Last Man Saved From WTC Goes Home
W E S T H A V E R S T R A W, N.Y., Jan. 17 — With his 4-year-old daughter curled up in his lap, a police officer who was the last person pulled alive from the World Trade Center went home from the hospital today after ticking off the "miracles" that saved him.
"How did we survive the collapse of two buildings on top of us?" Port Authority Sgt. John McLoughlin asked. "How did a Marine somehow find us in the debris field? How did the rescuers dig us out?
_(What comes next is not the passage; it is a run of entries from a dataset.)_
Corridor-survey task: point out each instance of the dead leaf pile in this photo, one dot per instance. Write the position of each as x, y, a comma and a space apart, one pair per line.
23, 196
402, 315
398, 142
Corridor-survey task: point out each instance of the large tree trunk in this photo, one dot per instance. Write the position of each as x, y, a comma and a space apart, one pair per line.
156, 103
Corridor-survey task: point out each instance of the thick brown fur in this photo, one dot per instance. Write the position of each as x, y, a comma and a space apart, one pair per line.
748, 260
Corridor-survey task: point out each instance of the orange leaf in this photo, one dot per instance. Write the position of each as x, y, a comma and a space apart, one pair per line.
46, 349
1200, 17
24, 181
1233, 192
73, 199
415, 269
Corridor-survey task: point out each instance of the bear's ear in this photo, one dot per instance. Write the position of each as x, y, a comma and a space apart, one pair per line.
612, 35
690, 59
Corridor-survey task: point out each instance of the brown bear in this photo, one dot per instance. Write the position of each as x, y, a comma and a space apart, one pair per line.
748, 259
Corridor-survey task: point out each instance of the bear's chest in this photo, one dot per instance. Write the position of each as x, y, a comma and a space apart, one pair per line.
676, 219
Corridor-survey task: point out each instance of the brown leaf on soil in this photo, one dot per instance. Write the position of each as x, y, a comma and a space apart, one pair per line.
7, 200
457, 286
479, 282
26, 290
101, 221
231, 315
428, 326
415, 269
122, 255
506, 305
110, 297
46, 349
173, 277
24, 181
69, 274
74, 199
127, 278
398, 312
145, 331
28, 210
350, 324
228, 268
How did the doctors get my legs working?"
McLoughlin, 48, whose legs were crushed in the catastrophe, rolled into the news conference at Helen Hayes Hospital in a wheelchair. He wore a Port Authority Police Department cap and daughter Erin wore a shirt that read, "Never forget." He was joined by his wife, Donna, and their three other children.
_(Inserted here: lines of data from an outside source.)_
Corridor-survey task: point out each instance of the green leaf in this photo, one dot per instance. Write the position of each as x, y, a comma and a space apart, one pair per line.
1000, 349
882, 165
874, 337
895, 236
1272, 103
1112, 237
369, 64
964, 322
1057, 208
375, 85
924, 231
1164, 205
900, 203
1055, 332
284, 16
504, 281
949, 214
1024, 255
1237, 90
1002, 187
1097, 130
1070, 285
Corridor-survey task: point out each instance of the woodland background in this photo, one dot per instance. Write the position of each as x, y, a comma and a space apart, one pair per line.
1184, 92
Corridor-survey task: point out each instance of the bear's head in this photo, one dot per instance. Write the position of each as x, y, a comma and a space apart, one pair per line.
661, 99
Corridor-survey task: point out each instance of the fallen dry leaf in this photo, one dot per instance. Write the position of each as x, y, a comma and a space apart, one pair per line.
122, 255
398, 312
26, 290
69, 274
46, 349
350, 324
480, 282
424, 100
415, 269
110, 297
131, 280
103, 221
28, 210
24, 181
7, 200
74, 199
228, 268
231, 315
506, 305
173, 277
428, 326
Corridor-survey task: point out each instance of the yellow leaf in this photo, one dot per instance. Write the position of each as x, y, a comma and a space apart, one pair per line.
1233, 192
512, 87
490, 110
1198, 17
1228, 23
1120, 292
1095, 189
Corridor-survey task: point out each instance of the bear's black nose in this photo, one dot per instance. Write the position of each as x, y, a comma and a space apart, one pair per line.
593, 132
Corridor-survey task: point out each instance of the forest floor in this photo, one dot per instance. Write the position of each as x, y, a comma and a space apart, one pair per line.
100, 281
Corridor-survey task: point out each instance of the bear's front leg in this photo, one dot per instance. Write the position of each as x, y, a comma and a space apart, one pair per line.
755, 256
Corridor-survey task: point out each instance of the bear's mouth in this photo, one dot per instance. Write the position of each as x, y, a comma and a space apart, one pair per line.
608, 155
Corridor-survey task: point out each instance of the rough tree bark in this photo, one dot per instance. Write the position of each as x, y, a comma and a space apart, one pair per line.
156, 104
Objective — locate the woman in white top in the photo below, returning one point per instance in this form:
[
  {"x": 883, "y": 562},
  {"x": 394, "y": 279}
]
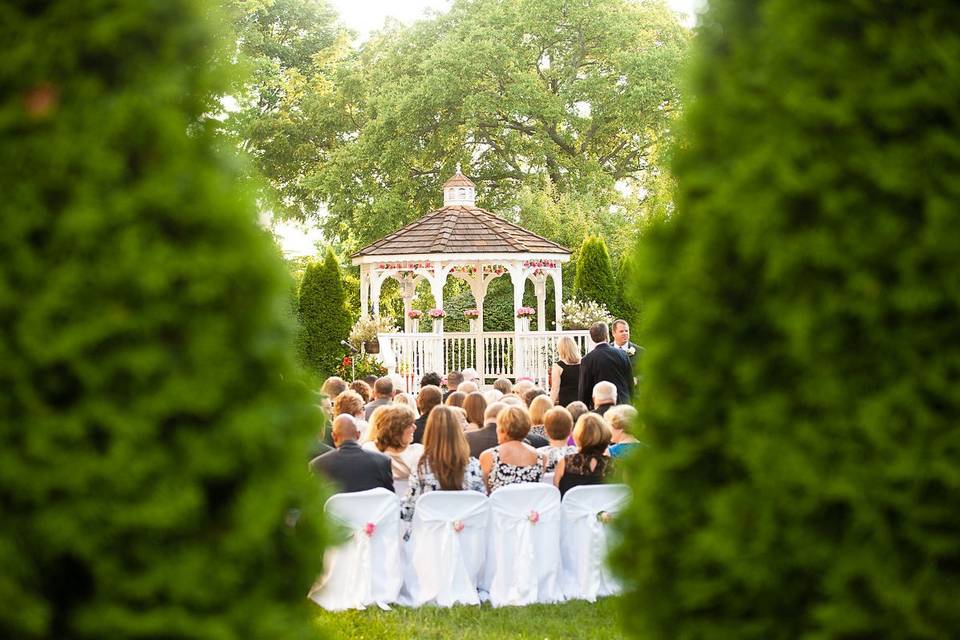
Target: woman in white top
[{"x": 395, "y": 428}]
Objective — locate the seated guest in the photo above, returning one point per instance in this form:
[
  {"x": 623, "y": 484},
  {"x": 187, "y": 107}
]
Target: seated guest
[
  {"x": 467, "y": 386},
  {"x": 363, "y": 389},
  {"x": 503, "y": 385},
  {"x": 382, "y": 395},
  {"x": 558, "y": 425},
  {"x": 621, "y": 420},
  {"x": 454, "y": 378},
  {"x": 455, "y": 399},
  {"x": 512, "y": 461},
  {"x": 430, "y": 378},
  {"x": 395, "y": 439},
  {"x": 407, "y": 400},
  {"x": 333, "y": 386},
  {"x": 350, "y": 467},
  {"x": 588, "y": 465},
  {"x": 445, "y": 465},
  {"x": 604, "y": 397},
  {"x": 475, "y": 405},
  {"x": 538, "y": 408},
  {"x": 533, "y": 393},
  {"x": 428, "y": 398}
]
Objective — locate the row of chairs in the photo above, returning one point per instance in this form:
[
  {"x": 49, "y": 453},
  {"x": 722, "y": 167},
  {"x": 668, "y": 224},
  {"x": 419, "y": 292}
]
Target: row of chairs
[{"x": 520, "y": 546}]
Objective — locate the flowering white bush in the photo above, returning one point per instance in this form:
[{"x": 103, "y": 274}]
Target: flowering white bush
[
  {"x": 580, "y": 314},
  {"x": 367, "y": 329}
]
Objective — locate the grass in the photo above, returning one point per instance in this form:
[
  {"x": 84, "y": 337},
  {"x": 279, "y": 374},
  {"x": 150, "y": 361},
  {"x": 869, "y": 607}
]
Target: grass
[{"x": 575, "y": 619}]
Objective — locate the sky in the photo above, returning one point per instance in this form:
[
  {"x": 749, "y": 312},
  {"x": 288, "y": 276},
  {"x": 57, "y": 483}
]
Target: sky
[{"x": 364, "y": 16}]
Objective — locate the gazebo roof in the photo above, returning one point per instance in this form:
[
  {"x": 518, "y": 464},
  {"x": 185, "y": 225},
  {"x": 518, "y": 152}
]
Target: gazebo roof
[{"x": 460, "y": 229}]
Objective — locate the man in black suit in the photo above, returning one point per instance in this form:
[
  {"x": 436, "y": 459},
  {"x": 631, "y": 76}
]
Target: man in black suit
[
  {"x": 605, "y": 363},
  {"x": 349, "y": 466}
]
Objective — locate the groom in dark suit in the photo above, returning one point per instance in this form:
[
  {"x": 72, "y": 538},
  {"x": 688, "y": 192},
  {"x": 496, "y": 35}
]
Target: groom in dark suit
[{"x": 605, "y": 363}]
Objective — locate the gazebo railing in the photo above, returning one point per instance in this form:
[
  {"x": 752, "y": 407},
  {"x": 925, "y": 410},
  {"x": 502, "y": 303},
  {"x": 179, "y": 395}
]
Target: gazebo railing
[{"x": 529, "y": 354}]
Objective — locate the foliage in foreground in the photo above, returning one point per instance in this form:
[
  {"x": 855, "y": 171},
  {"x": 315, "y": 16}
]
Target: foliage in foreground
[
  {"x": 574, "y": 619},
  {"x": 802, "y": 389},
  {"x": 150, "y": 422}
]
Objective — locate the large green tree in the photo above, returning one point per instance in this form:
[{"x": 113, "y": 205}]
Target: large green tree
[
  {"x": 567, "y": 97},
  {"x": 151, "y": 422},
  {"x": 801, "y": 384}
]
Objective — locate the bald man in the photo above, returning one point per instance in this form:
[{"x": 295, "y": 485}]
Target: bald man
[{"x": 349, "y": 466}]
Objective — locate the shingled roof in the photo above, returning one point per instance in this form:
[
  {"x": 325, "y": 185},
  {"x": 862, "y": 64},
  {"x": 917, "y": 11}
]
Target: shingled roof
[{"x": 460, "y": 229}]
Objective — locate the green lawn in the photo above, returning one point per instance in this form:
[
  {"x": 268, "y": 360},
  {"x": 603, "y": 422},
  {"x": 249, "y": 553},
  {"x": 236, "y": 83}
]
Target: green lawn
[{"x": 575, "y": 619}]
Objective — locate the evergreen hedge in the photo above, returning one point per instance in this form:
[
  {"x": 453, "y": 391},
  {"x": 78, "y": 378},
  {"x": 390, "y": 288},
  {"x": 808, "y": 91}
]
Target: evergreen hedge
[
  {"x": 324, "y": 318},
  {"x": 802, "y": 374},
  {"x": 151, "y": 425},
  {"x": 594, "y": 277}
]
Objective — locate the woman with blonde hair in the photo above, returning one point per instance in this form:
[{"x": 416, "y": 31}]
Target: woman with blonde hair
[
  {"x": 445, "y": 465},
  {"x": 565, "y": 374},
  {"x": 538, "y": 409},
  {"x": 589, "y": 465},
  {"x": 475, "y": 405},
  {"x": 512, "y": 461},
  {"x": 395, "y": 438}
]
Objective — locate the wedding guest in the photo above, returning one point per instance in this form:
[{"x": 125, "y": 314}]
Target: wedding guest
[
  {"x": 538, "y": 409},
  {"x": 604, "y": 397},
  {"x": 588, "y": 465},
  {"x": 333, "y": 386},
  {"x": 559, "y": 426},
  {"x": 395, "y": 439},
  {"x": 512, "y": 461},
  {"x": 429, "y": 397},
  {"x": 455, "y": 399},
  {"x": 446, "y": 464},
  {"x": 622, "y": 419},
  {"x": 350, "y": 467},
  {"x": 362, "y": 388},
  {"x": 604, "y": 363},
  {"x": 475, "y": 405},
  {"x": 565, "y": 374},
  {"x": 503, "y": 385}
]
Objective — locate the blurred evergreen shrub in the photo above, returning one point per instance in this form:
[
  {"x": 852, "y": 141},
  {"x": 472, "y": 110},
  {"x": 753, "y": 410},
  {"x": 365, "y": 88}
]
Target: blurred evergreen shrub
[
  {"x": 151, "y": 422},
  {"x": 324, "y": 318},
  {"x": 802, "y": 375},
  {"x": 594, "y": 277}
]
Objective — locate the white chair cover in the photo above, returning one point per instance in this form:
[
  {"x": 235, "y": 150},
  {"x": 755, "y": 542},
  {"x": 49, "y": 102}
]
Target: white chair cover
[
  {"x": 447, "y": 548},
  {"x": 523, "y": 550},
  {"x": 585, "y": 537},
  {"x": 367, "y": 568}
]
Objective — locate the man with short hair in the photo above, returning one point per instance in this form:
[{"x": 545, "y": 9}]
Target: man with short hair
[
  {"x": 429, "y": 397},
  {"x": 350, "y": 467},
  {"x": 604, "y": 396},
  {"x": 382, "y": 394},
  {"x": 605, "y": 363}
]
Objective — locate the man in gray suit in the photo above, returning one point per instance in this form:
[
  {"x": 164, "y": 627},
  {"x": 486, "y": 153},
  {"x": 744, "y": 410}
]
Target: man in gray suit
[{"x": 349, "y": 466}]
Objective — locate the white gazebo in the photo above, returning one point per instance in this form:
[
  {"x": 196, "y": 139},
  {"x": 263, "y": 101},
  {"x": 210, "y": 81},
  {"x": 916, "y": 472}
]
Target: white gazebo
[{"x": 461, "y": 240}]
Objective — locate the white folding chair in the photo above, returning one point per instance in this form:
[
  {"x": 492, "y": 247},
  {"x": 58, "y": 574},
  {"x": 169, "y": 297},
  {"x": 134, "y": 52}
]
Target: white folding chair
[
  {"x": 584, "y": 538},
  {"x": 367, "y": 567},
  {"x": 523, "y": 548},
  {"x": 447, "y": 548}
]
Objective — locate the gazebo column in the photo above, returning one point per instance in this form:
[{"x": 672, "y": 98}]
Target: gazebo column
[{"x": 558, "y": 298}]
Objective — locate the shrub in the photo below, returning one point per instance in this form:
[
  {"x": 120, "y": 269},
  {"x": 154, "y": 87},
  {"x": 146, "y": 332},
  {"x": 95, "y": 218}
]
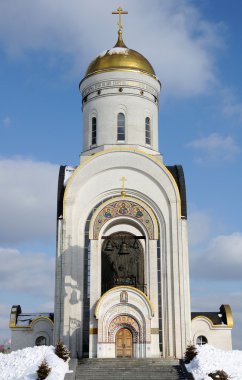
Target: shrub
[
  {"x": 191, "y": 353},
  {"x": 62, "y": 351},
  {"x": 43, "y": 370},
  {"x": 219, "y": 375}
]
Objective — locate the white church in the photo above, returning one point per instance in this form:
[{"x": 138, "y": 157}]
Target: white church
[{"x": 122, "y": 273}]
McLoughlin had hurried to the trade center after the first hijacked plane hit the north tower Sept. 11. He said he was in an underground concourse when one building collapsed, and soon found himself buried under 30 feet of debris, pinned from his hips to his feet in a tiny cavern "the size of a body."
He could talk to a buried colleague, Officer William Jimeno, and their cries were eventually heard. Both were saved, but it took rescue crews 22 hours to pull McLoughlin out.
Deputy Chief Robert Caron said the sergeant was the last survivor pulled from the rubble.
During his underground ordeal, McLoughlin said, "there was a point of acceptance of dying." But when he thought of his family, "I had to get out for them."
He vowed "to be walking as I used to and get back to work and back to my precinct." He also said he was looking forward to his wife's eggplant parmigiana and a Boy Scout meeting with his son.
Asked what lesson he had learned, he said, "Don't give up. There is always hope."
— The Associated Press
Muslim Woman Charges Discrimination in Strip-Search
C H I C A G O, Jan. 17 — A Muslim woman and the American Civil Liberties Union are suing the Illinois National Guard and airport security officers following a strip-search that they said amounted to discrimination.
It is the ACLU's first lawsuit in what it claims have been about 100 cases of airport discrimination against Muslims since the Sept. 11 terrorist attacks.
Samar Kaukab of Columbus, Ohio, alleges she was strip-searched at O'Hare International Airport before a Nov. 7 flight simply because she was wearing a Muslim head scarf.
Kaukab, a 22-year-old U.S. citizen who was born in this country to Pakistani parents, claims the black scarf — which covers her hair, shoulders and chest, but not her face — led a guardsman to instruct Argenbright Security guards to take her aside for a thorough-search even though she tripped no metal detectors.
The lawsuit seeks a federal injunction forcing airport security firms to provide training so guards will not base searches solely on a person's religion or ethnicity.
The lawsuit seeks unspecified damages from the National Guard and Argenbright.